Thursday, August 05, 2004
I have nothing against Eckhart--as an actor or a (peripheral) subject of pop culture interest. But clearly, Stewart would've been happier talking to just about anyone else; the project Eckhart was promoting, SUSPECT ZERO, seems pretty stale; and the man didn't seem to have much of value to say.
What's more, it's not like Eckhart is the kind of front-and-center pop culture icon whose thoughts are of inherent interest to viewers.
So how did he get on the show?
The scheduling of an Eckhart-level star isn't, I don't believe, a function of a weak pool of available interviewees or the logistical complications involved in pulling together a fresh half hour every night. And I don't think it can be explained by the general public's insatiable appetite for the wisdom of marginal celebrities.
Instead, from what I've been able to glean, it comes down to something simpler but perhaps more insidious: back-scratching.
Consider, for instance, two of the guests slated to sit down with Stewart next week: Bill Clinton and Tom Cruise.

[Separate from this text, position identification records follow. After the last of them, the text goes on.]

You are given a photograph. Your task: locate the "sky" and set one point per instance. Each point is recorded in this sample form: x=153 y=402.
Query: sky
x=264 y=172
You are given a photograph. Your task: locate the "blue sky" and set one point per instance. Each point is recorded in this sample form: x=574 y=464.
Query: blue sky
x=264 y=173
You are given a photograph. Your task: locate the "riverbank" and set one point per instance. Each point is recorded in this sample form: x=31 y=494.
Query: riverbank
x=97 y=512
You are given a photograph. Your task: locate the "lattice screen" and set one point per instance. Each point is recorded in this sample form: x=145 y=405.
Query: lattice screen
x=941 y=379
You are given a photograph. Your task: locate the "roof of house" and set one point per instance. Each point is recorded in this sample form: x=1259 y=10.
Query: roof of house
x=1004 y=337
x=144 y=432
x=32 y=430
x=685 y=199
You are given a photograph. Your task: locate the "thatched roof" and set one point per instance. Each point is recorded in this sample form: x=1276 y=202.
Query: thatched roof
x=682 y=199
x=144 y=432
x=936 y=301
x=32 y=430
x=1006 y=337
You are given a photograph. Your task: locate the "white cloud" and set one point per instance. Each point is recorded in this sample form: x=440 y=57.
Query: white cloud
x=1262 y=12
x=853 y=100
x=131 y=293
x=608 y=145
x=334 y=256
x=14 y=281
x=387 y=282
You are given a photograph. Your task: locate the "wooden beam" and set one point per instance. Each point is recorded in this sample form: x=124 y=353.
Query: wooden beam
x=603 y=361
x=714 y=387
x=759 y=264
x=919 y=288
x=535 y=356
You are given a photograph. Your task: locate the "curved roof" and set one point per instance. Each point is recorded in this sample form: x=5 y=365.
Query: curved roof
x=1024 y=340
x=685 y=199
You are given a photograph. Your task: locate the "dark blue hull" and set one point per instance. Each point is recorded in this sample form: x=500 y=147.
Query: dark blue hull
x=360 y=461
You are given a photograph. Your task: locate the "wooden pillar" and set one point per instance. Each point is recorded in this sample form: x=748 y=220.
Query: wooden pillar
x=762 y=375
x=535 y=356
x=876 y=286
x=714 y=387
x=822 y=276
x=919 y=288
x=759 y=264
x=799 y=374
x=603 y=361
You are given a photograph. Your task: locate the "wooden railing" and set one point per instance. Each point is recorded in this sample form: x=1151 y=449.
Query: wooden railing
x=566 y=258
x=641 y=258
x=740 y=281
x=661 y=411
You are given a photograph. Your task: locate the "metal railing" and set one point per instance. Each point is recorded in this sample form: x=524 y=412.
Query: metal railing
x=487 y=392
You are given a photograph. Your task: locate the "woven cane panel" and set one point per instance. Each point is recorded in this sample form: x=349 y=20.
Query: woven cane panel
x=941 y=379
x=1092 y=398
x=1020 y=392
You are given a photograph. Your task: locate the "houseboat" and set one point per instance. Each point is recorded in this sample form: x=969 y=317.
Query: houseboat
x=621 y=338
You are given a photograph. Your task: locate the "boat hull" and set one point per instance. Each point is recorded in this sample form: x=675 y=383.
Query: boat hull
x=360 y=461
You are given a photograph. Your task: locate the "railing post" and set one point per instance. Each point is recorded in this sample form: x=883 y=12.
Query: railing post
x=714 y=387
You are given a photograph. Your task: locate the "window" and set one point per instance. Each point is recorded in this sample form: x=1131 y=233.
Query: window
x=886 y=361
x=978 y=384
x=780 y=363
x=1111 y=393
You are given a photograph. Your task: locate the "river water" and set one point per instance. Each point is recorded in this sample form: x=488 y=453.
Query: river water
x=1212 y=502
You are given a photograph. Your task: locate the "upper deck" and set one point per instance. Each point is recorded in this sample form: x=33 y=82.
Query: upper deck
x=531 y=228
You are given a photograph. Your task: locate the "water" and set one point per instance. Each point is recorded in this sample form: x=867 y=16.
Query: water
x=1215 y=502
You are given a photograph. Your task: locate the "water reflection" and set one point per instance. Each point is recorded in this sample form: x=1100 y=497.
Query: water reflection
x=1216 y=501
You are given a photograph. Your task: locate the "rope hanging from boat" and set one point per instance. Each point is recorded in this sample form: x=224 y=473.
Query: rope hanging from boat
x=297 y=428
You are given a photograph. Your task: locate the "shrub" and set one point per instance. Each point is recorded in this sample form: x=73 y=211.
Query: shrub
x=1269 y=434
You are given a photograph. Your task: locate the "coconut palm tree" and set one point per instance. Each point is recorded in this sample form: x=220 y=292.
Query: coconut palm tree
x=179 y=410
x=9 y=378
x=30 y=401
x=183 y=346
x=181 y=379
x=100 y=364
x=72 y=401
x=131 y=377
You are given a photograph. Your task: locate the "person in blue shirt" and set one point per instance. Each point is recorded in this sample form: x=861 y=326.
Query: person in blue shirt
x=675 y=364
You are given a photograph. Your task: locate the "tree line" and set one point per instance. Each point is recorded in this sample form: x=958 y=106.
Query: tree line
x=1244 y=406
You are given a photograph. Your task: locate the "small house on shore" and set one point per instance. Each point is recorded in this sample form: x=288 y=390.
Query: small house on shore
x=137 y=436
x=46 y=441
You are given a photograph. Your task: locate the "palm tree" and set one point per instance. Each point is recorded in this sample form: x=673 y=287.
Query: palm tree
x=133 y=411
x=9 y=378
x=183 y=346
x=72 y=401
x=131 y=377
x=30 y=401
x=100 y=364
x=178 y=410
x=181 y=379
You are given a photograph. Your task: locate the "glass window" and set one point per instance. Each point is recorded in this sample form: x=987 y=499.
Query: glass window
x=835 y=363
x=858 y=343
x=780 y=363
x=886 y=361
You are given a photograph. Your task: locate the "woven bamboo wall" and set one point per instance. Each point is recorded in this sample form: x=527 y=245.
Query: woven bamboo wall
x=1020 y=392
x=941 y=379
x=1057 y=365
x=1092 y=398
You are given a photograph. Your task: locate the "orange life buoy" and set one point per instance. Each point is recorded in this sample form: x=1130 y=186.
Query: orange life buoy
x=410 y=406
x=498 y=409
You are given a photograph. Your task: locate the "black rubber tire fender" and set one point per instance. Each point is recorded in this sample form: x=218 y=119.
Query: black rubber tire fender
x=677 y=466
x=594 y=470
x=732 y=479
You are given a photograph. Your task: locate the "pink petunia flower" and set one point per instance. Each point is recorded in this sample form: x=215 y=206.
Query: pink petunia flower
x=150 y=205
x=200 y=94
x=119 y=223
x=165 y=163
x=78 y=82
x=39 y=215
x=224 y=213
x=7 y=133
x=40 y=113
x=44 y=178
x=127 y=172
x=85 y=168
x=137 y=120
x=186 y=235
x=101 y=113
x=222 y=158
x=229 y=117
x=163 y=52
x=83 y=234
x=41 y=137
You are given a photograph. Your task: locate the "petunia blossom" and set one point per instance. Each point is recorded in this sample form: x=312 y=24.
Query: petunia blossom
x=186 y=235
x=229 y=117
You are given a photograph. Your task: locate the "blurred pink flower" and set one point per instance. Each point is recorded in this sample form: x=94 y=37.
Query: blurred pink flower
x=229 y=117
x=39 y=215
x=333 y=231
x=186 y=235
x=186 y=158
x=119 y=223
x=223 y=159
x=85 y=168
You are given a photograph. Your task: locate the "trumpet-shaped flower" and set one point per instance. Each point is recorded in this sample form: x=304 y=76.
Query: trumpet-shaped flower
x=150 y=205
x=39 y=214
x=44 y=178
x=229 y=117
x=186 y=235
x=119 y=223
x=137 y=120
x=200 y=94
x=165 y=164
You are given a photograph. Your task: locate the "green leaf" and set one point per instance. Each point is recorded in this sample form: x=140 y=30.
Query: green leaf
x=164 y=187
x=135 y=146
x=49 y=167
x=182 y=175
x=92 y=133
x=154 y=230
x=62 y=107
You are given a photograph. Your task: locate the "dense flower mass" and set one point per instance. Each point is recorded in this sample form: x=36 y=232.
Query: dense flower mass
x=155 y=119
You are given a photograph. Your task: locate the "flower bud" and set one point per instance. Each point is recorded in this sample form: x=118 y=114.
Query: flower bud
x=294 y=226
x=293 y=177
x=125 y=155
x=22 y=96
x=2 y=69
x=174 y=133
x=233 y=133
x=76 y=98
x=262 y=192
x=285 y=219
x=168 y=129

Both of these men have agents. They have publicists and bookers and managers. And just about all of these handlers have clients other than their franchise stars.
So--want to land Tom Cruise? Woo his publicist by penciling in a Famke Janssen [real player]. Want to sweeten the pot for Bill Clinton's schedulers? Seal the deal with his book editor by tossing in a few minutes with a Greta Van Susteren [real player].
Of course, I'm more or less speculating here. And even if I'm right, it may never be that explicit.
And even if it is that explicit, Stewart does a far better job than Leno and Letterman of scheduling guests who actually have something to say.
Just goes to show the strength of the showbiz tide he's swimming against.